There was a demand for new buzzwords. Also notice the strong correlation with onions consumption in the western world

Scientists figured out a long time ago. We just didn't have good enough computers for training back then.

Because it fucking works and is effotlessly pushing SOTA on shittons of tasks

>Scientists figured out a long time ago.
Even starting from Alan Turing: a program as complex as the human brain cannot be coded directly
>We just didn't have good enough computers for training back then.
It's mainly processing on GPU which enabled to have big neural networks trained on a lot of data. The more data you train on the more unlikely overfitting gets

>muhsheen lurning
also known as... estimation
it's not 'learning' anything

We will have socialism in 30 years because machine learning will replace all jobs.

This.

It's randomly guessing at variables until a slightly accurate answer appears.

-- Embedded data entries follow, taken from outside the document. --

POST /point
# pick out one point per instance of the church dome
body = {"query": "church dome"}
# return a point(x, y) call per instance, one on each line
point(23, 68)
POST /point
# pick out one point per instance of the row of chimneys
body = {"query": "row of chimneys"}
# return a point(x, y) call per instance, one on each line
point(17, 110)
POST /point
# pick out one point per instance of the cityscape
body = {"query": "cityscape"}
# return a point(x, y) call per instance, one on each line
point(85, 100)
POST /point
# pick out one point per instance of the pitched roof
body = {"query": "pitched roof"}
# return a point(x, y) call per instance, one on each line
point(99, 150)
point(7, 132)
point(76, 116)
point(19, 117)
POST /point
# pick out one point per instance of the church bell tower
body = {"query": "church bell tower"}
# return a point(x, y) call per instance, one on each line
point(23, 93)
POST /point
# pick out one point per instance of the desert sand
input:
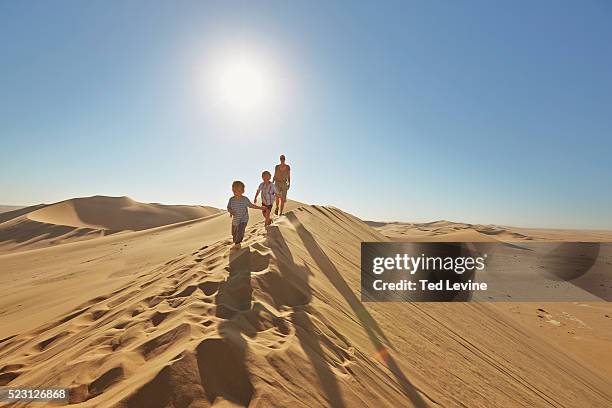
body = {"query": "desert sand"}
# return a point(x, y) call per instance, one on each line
point(143, 305)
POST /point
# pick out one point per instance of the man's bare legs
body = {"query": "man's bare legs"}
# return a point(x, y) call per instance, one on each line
point(280, 205)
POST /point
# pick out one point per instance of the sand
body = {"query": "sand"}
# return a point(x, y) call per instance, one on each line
point(85, 218)
point(170, 316)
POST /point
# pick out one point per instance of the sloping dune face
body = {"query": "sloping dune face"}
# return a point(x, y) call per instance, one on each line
point(447, 231)
point(278, 322)
point(84, 218)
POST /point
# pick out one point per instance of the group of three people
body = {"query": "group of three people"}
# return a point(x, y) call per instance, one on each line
point(271, 192)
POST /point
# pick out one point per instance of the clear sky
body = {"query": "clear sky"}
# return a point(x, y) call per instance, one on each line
point(488, 112)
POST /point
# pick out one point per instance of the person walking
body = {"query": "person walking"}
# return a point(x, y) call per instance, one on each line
point(282, 181)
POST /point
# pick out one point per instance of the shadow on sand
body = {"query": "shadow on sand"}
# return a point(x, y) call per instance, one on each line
point(372, 329)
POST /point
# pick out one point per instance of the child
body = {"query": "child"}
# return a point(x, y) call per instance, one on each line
point(238, 207)
point(268, 193)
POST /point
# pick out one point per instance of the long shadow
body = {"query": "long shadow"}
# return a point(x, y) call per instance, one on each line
point(372, 329)
point(305, 329)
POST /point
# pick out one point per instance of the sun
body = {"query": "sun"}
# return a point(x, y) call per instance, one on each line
point(244, 85)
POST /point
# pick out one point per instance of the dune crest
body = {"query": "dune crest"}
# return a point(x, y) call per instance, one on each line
point(279, 322)
point(448, 231)
point(89, 217)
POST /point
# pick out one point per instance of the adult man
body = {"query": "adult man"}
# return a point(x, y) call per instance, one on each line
point(282, 179)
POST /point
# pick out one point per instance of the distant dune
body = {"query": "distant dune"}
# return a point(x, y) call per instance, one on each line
point(170, 316)
point(84, 218)
point(449, 231)
point(5, 208)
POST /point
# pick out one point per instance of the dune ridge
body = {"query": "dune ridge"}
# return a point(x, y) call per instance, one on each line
point(275, 323)
point(449, 231)
point(85, 218)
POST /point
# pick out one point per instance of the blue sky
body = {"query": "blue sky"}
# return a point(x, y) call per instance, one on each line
point(485, 112)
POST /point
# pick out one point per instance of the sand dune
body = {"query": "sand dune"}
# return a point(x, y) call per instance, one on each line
point(461, 232)
point(84, 218)
point(170, 316)
point(6, 208)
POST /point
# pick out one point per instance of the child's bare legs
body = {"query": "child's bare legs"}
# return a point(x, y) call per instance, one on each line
point(238, 232)
point(266, 212)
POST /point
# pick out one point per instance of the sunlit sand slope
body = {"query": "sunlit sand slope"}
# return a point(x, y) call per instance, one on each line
point(84, 218)
point(175, 318)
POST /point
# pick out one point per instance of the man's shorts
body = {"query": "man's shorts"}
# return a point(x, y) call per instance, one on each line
point(281, 189)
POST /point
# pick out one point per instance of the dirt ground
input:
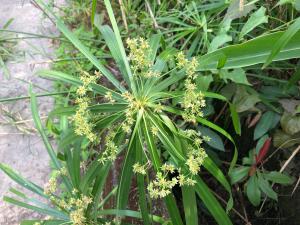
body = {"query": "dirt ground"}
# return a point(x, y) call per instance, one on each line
point(20, 145)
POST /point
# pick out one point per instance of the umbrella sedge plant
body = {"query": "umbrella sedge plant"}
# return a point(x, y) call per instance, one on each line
point(135, 118)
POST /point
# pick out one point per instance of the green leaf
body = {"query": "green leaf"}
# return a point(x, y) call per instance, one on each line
point(141, 181)
point(239, 173)
point(283, 41)
point(252, 52)
point(57, 75)
point(253, 191)
point(189, 205)
point(260, 143)
point(169, 200)
point(94, 7)
point(278, 177)
point(111, 41)
point(21, 180)
point(257, 18)
point(77, 43)
point(39, 126)
point(219, 41)
point(268, 121)
point(211, 203)
point(235, 119)
point(203, 82)
point(265, 187)
point(237, 76)
point(290, 123)
point(129, 213)
point(44, 222)
point(212, 168)
point(119, 43)
point(58, 215)
point(243, 100)
point(215, 142)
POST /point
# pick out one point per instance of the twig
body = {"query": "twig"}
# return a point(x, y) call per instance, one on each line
point(242, 202)
point(152, 15)
point(220, 113)
point(233, 209)
point(123, 15)
point(281, 170)
point(296, 186)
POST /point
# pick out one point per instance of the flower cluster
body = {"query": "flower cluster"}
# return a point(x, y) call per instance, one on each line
point(138, 168)
point(140, 58)
point(108, 96)
point(161, 186)
point(196, 153)
point(111, 149)
point(77, 207)
point(51, 186)
point(193, 100)
point(82, 116)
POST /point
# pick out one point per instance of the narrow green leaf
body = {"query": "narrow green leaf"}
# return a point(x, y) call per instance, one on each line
point(21, 180)
point(215, 142)
point(211, 203)
point(189, 205)
point(94, 7)
point(34, 208)
point(257, 18)
point(282, 42)
point(77, 43)
point(129, 213)
point(237, 75)
point(235, 119)
point(239, 173)
point(252, 52)
point(265, 187)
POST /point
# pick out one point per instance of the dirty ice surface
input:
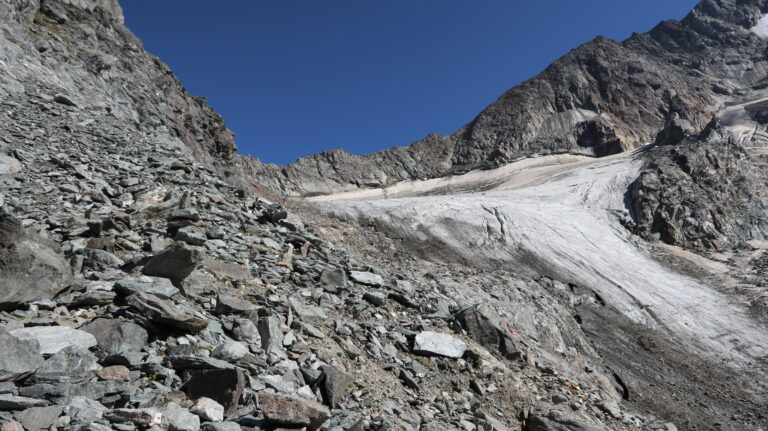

how is that different from how human babies learn

Make an LLC.
Hire like 4 app developers that are familiar with Azure.
Put Machine Learning, AI, and Blockchain into your public media.
Bathe in investment capital.

it's like "data science" aka, highschool statistics on a Mac

Machine Learning is AI.

>The more data you train on the more unlikely overfitting gets
vanishing gradient

Investors don't know that

> All of the sudden
You mean last 6-7 years?
>Why did it take so long for scientists to figure out
All the ideas were already there long before. We just got some breakthroughs that make neural networks train more efficiently combined with improvements on hardware (gpus). Then NNs were rebranded to deep learning and hype train took it from there. To be fair we have got some very impresive results, especially in computer vision.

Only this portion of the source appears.